Conceals Surface Flaws-
Even though satin can resist potential surface flaws, it won’t do as great of a job hiding them. If your walls have scratches, dents or scuffs prior to painting, your best choice would be eggshell. Eggshell does a better job at concealing imperfections because it is dull. Any shine will reflect light and make these imperfections stand out which is why satin is not a good choice for already damaged surfaces. If you have a blemished surface but would rather go with satin, make sure you take the necessary time to sand and fill in these imperfections before painting.
Although it is a $1-$2 difference, eggshell is typically going to be cheaper than satin paint. Satin is more resistant and provides more benefits in the long run making it a couple bucks more than eggshell.
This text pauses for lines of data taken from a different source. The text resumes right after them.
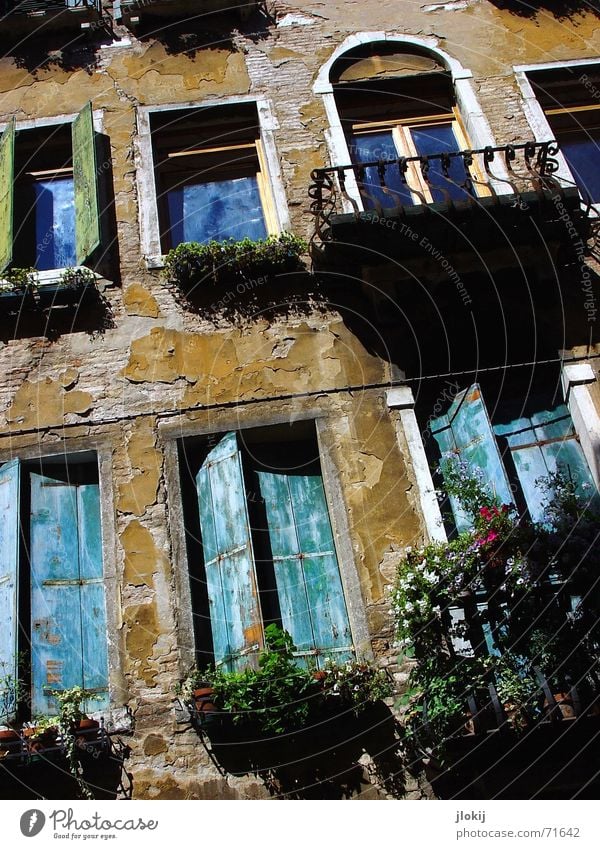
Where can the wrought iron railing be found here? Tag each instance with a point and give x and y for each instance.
(450, 178)
(25, 7)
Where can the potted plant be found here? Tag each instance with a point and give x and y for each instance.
(192, 265)
(17, 288)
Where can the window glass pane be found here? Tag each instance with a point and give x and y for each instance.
(54, 224)
(441, 139)
(200, 212)
(372, 148)
(582, 152)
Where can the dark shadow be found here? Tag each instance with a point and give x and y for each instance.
(555, 760)
(46, 774)
(567, 10)
(320, 761)
(264, 297)
(203, 31)
(51, 314)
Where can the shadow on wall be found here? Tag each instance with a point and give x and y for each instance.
(561, 10)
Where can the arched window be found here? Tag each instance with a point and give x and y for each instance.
(406, 105)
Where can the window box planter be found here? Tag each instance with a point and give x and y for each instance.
(192, 266)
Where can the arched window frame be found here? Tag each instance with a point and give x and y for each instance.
(476, 124)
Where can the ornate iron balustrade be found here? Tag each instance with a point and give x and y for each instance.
(39, 7)
(466, 176)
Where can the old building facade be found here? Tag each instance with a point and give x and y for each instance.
(132, 418)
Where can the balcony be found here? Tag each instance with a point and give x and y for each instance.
(29, 16)
(131, 12)
(458, 201)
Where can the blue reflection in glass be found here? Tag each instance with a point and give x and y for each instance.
(441, 139)
(54, 224)
(373, 148)
(582, 153)
(201, 212)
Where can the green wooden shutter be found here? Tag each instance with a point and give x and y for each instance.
(85, 177)
(235, 616)
(465, 432)
(68, 618)
(309, 588)
(9, 587)
(545, 443)
(7, 174)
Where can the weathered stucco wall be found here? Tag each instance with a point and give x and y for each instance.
(158, 359)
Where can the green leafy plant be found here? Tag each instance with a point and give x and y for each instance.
(76, 278)
(18, 280)
(513, 563)
(192, 264)
(280, 696)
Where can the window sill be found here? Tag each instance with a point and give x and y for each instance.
(154, 262)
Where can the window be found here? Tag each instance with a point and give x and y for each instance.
(396, 104)
(211, 176)
(569, 99)
(523, 442)
(49, 213)
(261, 547)
(51, 580)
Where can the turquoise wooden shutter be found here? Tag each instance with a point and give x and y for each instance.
(68, 616)
(7, 174)
(9, 586)
(545, 443)
(309, 588)
(85, 177)
(235, 617)
(465, 433)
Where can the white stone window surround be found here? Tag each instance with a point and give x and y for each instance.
(401, 399)
(535, 114)
(144, 164)
(576, 379)
(477, 126)
(82, 449)
(51, 276)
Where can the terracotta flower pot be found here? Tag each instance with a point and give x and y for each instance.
(203, 699)
(564, 704)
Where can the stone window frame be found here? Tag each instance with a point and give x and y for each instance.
(170, 434)
(535, 115)
(115, 715)
(50, 276)
(473, 118)
(144, 164)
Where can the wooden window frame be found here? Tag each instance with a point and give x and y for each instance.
(405, 146)
(269, 178)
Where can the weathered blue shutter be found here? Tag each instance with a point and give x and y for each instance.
(235, 617)
(465, 434)
(9, 551)
(92, 598)
(68, 618)
(545, 443)
(85, 185)
(309, 588)
(7, 173)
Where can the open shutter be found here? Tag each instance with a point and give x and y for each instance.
(309, 588)
(68, 642)
(9, 551)
(545, 443)
(85, 178)
(465, 432)
(7, 173)
(235, 617)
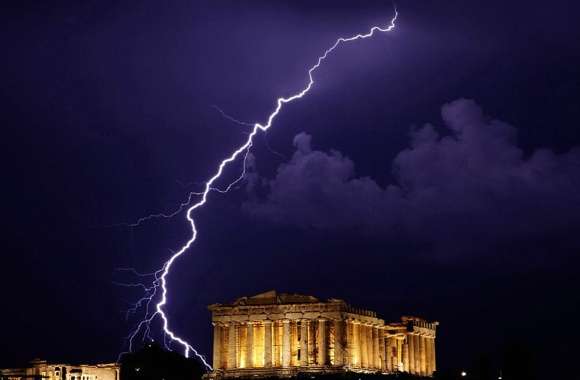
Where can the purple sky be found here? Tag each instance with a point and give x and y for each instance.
(431, 171)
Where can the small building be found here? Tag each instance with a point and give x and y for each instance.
(40, 369)
(273, 334)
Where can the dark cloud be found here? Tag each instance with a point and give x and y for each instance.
(468, 183)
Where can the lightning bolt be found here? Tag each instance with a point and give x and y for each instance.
(160, 282)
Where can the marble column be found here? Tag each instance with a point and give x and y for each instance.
(405, 356)
(370, 347)
(389, 354)
(338, 342)
(376, 356)
(321, 343)
(429, 371)
(249, 345)
(303, 343)
(286, 343)
(433, 355)
(268, 344)
(232, 354)
(311, 342)
(351, 358)
(382, 351)
(423, 354)
(364, 346)
(416, 340)
(412, 349)
(217, 346)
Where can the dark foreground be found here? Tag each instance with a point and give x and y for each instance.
(154, 363)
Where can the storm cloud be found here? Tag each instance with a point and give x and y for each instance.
(468, 181)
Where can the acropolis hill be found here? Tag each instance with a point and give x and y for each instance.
(277, 334)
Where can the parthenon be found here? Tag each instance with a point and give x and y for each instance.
(273, 334)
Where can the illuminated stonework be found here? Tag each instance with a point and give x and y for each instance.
(273, 334)
(40, 369)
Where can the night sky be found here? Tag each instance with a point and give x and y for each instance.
(432, 171)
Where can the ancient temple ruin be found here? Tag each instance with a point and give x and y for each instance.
(274, 334)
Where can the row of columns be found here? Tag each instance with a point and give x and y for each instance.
(290, 343)
(420, 355)
(364, 345)
(236, 345)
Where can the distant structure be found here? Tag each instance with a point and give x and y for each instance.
(273, 334)
(40, 369)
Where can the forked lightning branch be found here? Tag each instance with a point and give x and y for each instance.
(158, 291)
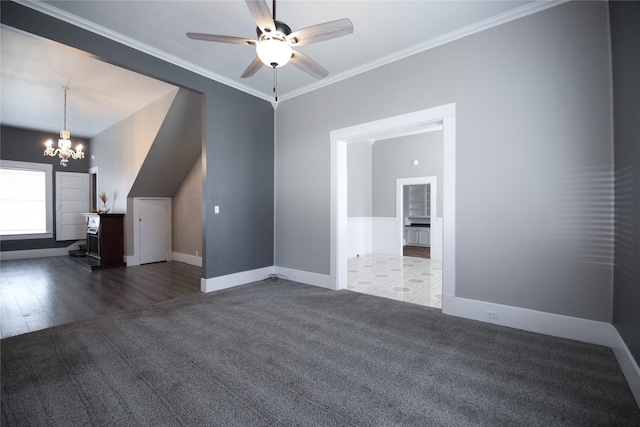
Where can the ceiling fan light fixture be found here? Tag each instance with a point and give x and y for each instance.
(273, 52)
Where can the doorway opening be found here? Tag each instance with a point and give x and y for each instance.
(406, 124)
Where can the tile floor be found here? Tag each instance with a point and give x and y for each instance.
(414, 280)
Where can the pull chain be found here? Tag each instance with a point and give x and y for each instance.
(65, 107)
(275, 82)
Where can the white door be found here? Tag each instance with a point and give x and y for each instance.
(72, 200)
(155, 227)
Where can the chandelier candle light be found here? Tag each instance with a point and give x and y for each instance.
(64, 143)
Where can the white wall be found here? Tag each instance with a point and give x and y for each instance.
(534, 154)
(120, 151)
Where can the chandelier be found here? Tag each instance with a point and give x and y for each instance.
(64, 143)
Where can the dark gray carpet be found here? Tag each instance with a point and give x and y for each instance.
(279, 353)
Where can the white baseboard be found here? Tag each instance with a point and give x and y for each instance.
(557, 325)
(308, 278)
(188, 259)
(235, 279)
(37, 253)
(627, 363)
(132, 260)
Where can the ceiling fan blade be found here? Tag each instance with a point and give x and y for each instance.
(321, 32)
(221, 39)
(261, 14)
(252, 68)
(308, 65)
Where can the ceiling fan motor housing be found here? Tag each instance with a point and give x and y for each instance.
(281, 28)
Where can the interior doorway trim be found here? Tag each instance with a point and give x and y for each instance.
(404, 124)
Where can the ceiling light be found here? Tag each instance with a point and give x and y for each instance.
(273, 52)
(64, 143)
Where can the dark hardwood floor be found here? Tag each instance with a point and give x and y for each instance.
(416, 251)
(44, 292)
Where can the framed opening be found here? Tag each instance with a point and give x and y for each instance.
(406, 124)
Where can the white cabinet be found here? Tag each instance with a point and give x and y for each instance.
(417, 199)
(417, 236)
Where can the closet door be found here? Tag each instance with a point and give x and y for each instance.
(72, 200)
(155, 227)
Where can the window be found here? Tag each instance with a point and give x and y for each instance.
(26, 207)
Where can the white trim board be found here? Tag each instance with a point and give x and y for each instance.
(37, 253)
(188, 259)
(235, 279)
(627, 363)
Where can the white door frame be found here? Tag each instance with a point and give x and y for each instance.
(136, 258)
(405, 124)
(400, 183)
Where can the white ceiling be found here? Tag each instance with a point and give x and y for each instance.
(33, 69)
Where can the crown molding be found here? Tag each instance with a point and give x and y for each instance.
(503, 18)
(494, 21)
(142, 47)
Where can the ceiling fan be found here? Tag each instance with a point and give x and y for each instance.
(275, 40)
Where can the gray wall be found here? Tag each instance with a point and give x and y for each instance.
(625, 42)
(27, 145)
(359, 176)
(187, 214)
(392, 159)
(121, 150)
(534, 132)
(237, 146)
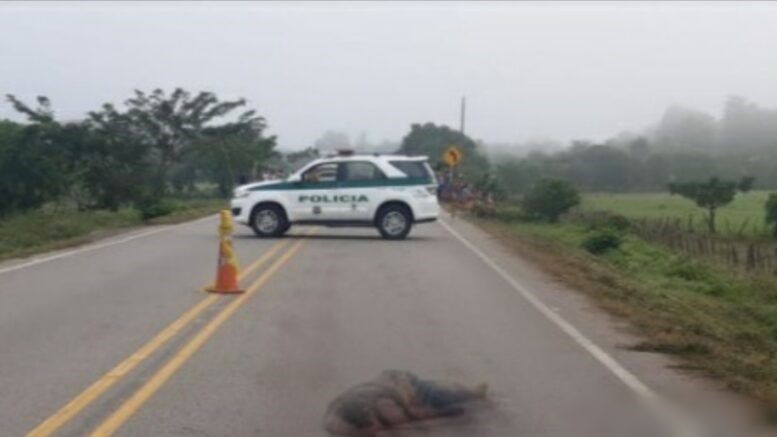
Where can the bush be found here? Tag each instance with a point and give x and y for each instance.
(771, 213)
(603, 220)
(549, 199)
(154, 208)
(602, 241)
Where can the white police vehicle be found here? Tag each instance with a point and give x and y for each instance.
(388, 192)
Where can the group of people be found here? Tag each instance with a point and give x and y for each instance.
(460, 193)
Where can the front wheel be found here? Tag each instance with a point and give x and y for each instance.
(269, 221)
(394, 222)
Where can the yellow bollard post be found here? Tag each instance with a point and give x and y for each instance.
(227, 269)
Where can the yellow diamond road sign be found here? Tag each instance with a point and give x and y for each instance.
(452, 156)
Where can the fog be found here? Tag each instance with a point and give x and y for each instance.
(530, 71)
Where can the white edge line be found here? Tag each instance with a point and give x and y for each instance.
(95, 246)
(681, 426)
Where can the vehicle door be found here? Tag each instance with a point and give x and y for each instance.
(360, 186)
(311, 197)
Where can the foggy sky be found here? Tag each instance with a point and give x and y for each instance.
(529, 70)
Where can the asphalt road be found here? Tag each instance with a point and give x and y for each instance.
(118, 338)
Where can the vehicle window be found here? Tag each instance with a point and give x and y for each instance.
(360, 171)
(321, 173)
(413, 169)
The quality of the paints are the same, it’s just a matter of how much value is in the pros.
If you are working with a small space, satin will give that extra shine that will add more depth to expand your space. Although the shine isn’t extra by any means, it’s just enough to let off that slight shimmer similar to velvet. Satin is great to use in a small bathroom, hallway, nook or bedroom. In contrast, eggshell is more one dimensional and will not provide any hint of shine to expand small spaces.
Paints with more shine are less pigmented and have more binders added to them. This makes the paint more flexible, tough and durable. If you are working with a piece of furniture or areas of your home that are prone to higher traffic, satin is the way to go. Satin paint is going to be more resistant to dents, divots, scuffs and scratches. Eggshell paint is more likely to become damaged to any rough contact because it contains more pigment and less binding agents.